LightweightReka

Reka Flash 3

Reka Flash 3 is Reka's lightweight text model designed for fast inference, featuring a 65K token context window and optimized for speed-focused applications.

Context 66K
Tier Lightweight
Input from
$0.100 / 1M tokens
across 1 provider

API Pricing

ProviderInput / 1MOutput / 1MSpeedTTFTUpdated
$0.100$0.20087.0 t/s1.2s4/14/2026

Prices updated daily. Last check: 4/14/2026

Model Details

General

Creator
Reka
Family
Reka
Tier
Lightweight
Context Window
66K
Modalities
Text

Capabilities

Tool Calling
No
Open Source
No

Strengths & Limitations

  • High throughput at 85.37 output tokens per second for fast text generation
  • 65,536 token context window allows processing of substantial documents
  • Lightweight architecture optimized for speed and efficiency
  • Reasonable time to first token at 1,268ms for interactive applications
  • Text-focused design without complexity of multimodal processing
  • Suitable for high-volume batch processing scenarios
  • No tool calling or function execution capabilities
  • Text-only input - no support for images or other modalities
  • Proprietary model with no open source weights available
  • Lightweight tier limits advanced reasoning compared to flagship models
  • Longer time to first token compared to some speed-optimized competitors

Key Features

65,536 token context window
Text input and output processing
Streaming response support
Batch processing capabilities
REST API access
Lightweight inference optimization
High-throughput text generation

About Reka Flash 3

Reka Flash 3 is a lightweight text generation model developed by Reka, positioned as their speed-optimized offering within the Reka model family. As a lightweight tier model, it prioritizes fast inference and efficiency over maximum capability, making it suitable for applications where response time is critical. The model operates with a 65,536 token context window and focuses exclusively on text input and output, without multimodal capabilities or tool calling functionality. Performance benchmarks show it delivers 85.37 output tokens per second with a time to first token of 1,268 milliseconds, indicating its optimization for throughput-oriented workloads. Reka Flash 3 serves applications requiring rapid text processing at scale, competing with other lightweight models in scenarios where cost efficiency and speed matter more than advanced reasoning capabilities. The model is proprietary and available only through API access.

Common Use Cases

Reka Flash 3 is designed for applications requiring fast, cost-effective text processing at scale. Its lightweight architecture and high throughput make it well-suited for content generation, document summarization, text classification, and customer service chatbots where speed matters more than complex reasoning. The 65K context window enables processing of longer documents while maintaining efficiency. Organizations running high-volume text processing workloads, automated content workflows, or real-time chat applications can benefit from its speed-optimized design, though users needing advanced capabilities like tool use or multimodal input should consider higher-tier alternatives.

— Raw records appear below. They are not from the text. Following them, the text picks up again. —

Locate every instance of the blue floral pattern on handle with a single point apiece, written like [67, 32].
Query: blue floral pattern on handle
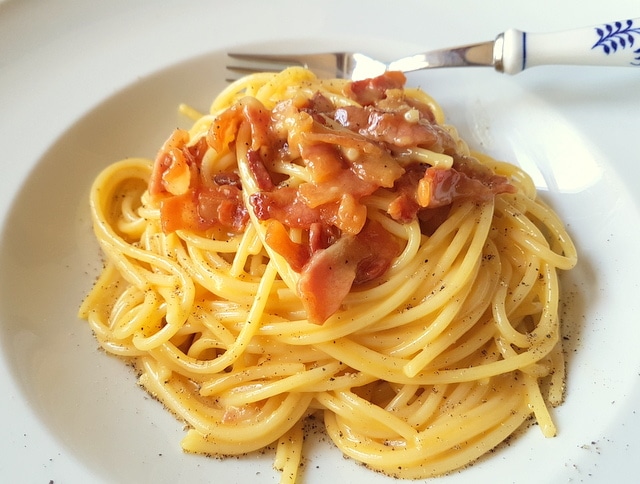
[618, 35]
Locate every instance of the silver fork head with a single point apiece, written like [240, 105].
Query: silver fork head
[346, 65]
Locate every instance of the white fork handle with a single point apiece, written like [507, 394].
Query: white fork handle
[610, 44]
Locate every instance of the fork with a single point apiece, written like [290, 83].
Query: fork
[608, 44]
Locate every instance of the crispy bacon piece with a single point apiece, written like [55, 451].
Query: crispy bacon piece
[368, 91]
[203, 208]
[328, 276]
[393, 128]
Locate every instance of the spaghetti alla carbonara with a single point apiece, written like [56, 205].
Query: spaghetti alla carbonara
[332, 249]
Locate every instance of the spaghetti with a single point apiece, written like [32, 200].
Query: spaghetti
[332, 249]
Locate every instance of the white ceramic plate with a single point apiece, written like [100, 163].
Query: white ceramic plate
[83, 84]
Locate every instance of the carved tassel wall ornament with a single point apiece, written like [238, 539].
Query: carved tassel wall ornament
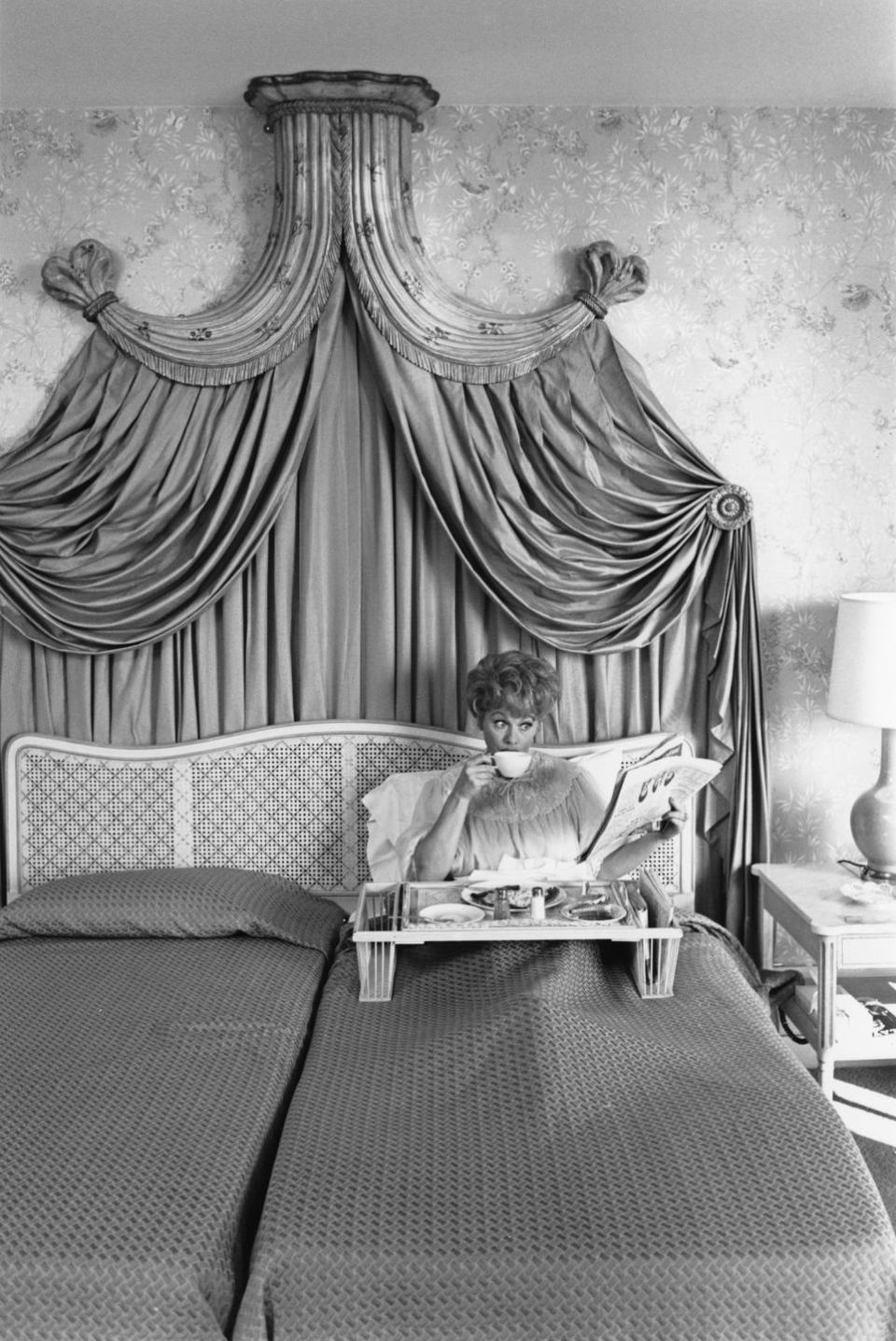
[342, 185]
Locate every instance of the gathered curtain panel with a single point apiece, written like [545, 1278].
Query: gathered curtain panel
[344, 534]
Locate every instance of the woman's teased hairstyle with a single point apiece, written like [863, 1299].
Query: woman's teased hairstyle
[514, 682]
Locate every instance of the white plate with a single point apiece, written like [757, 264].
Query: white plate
[452, 913]
[592, 910]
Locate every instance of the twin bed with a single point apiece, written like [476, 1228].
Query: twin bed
[206, 1134]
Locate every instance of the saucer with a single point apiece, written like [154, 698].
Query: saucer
[591, 910]
[452, 913]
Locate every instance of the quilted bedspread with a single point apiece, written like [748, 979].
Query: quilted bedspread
[150, 1039]
[519, 1148]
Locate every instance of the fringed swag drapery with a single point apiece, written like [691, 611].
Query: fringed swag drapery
[332, 494]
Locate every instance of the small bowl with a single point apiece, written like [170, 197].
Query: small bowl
[448, 913]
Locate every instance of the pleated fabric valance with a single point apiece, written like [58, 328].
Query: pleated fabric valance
[342, 150]
[170, 445]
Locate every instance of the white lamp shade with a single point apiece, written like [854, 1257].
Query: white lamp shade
[862, 675]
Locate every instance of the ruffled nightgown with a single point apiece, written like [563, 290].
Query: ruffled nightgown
[551, 812]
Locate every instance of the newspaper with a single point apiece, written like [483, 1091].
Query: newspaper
[642, 798]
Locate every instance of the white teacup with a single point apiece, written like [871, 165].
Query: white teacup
[511, 763]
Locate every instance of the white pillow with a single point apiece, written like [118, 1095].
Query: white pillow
[390, 811]
[602, 766]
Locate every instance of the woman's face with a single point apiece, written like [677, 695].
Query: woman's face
[505, 728]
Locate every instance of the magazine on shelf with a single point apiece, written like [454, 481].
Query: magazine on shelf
[642, 798]
[877, 996]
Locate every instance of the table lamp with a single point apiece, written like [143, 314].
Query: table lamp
[862, 689]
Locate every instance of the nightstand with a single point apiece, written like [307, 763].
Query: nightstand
[841, 938]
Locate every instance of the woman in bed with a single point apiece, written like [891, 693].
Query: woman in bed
[551, 812]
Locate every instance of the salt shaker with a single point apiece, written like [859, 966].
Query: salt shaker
[538, 908]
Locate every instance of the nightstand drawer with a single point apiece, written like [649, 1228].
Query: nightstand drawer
[867, 951]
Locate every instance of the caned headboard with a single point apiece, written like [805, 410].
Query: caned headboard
[284, 799]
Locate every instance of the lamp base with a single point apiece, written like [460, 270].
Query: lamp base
[874, 817]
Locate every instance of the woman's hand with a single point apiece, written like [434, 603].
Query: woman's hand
[476, 772]
[673, 821]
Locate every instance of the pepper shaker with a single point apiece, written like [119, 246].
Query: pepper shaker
[538, 908]
[501, 904]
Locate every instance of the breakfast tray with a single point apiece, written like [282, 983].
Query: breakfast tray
[391, 915]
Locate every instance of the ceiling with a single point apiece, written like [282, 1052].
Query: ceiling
[548, 52]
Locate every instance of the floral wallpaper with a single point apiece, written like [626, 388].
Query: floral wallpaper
[769, 329]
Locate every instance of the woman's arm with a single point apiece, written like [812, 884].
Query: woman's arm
[436, 851]
[631, 854]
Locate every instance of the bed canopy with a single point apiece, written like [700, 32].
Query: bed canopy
[334, 489]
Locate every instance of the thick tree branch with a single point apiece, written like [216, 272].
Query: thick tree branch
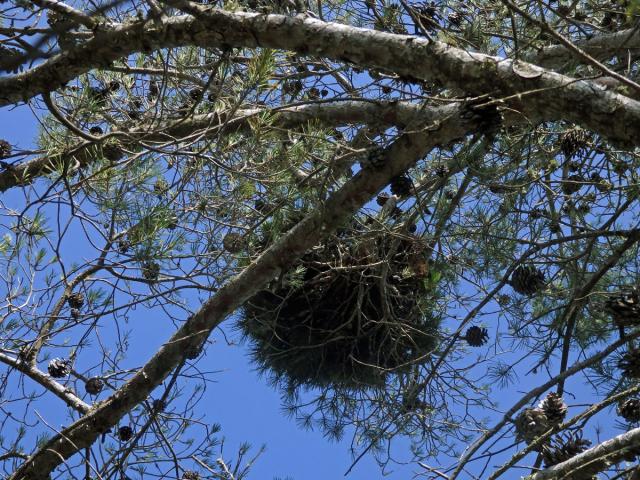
[330, 114]
[600, 47]
[531, 90]
[594, 460]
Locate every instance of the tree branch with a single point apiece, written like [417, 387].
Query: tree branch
[530, 90]
[398, 157]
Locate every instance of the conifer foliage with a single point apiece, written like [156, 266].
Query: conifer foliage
[419, 221]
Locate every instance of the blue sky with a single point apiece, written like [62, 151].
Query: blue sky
[245, 405]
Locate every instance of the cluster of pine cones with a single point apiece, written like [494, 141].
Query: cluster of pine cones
[527, 280]
[533, 422]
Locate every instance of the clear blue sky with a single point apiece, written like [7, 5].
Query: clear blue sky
[244, 404]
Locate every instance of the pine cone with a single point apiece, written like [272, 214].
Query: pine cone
[554, 408]
[573, 141]
[233, 242]
[624, 308]
[455, 18]
[158, 405]
[572, 184]
[375, 159]
[5, 149]
[160, 186]
[630, 364]
[150, 271]
[94, 385]
[401, 186]
[476, 336]
[530, 424]
[527, 280]
[441, 170]
[125, 433]
[59, 367]
[564, 447]
[76, 300]
[630, 410]
[382, 198]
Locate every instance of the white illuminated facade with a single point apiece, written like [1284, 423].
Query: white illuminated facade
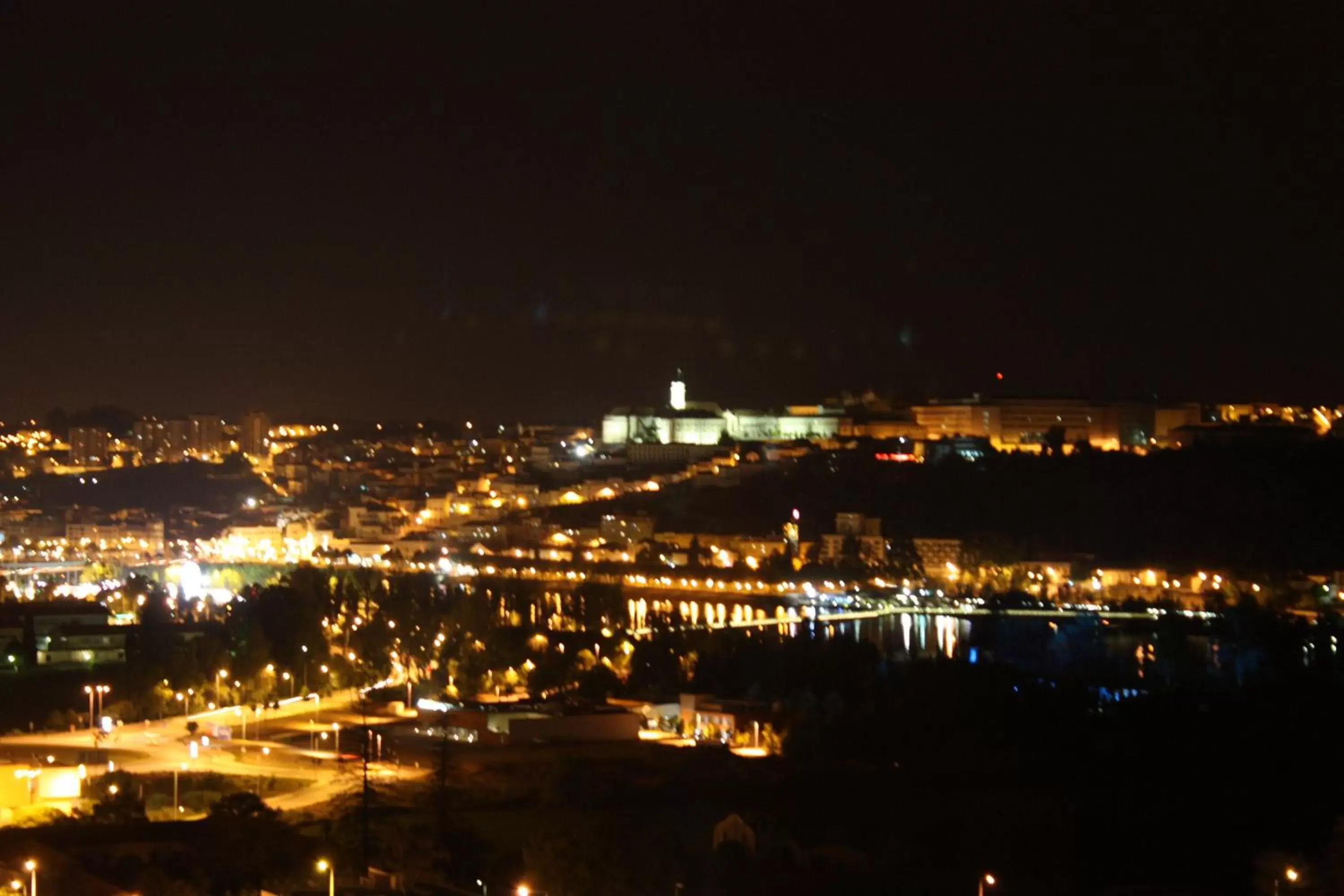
[676, 396]
[706, 424]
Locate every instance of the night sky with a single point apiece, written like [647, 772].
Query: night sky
[507, 210]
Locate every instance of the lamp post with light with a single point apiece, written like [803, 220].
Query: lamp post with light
[331, 875]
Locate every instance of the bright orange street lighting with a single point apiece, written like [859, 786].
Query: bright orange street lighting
[331, 875]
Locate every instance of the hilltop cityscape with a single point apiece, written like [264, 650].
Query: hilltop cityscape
[244, 621]
[582, 449]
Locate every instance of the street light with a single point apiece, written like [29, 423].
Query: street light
[99, 691]
[331, 875]
[177, 809]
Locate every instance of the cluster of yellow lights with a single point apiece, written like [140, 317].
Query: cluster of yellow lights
[302, 431]
[717, 585]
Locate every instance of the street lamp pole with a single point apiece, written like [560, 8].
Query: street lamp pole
[331, 875]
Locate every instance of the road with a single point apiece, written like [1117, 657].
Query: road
[164, 746]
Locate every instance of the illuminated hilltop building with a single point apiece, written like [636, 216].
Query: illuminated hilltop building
[685, 422]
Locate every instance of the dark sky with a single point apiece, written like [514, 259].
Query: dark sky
[507, 210]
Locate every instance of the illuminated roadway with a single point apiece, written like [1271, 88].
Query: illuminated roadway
[163, 747]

Frequently Asked Questions

How much does Reka Flash 3 cost per million tokens?

Reka Flash 3 pricing varies by provider and usage patterns. Check the pricing table above for current rates across all available providers offering this model.

What is Reka Flash 3 best used for?

Reka Flash 3 excels at high-volume text processing tasks requiring fast response times, including content generation, document processing, text classification, and chatbot applications where speed and cost efficiency are prioritized over advanced reasoning capabilities.

Does Reka Flash 3 support tool calling or function execution?

No, Reka Flash 3 does not support tool calling or function execution. It focuses exclusively on text generation tasks. Users needing tool integration should consider higher-tier models in the Reka family or other providers offering function calling capabilities.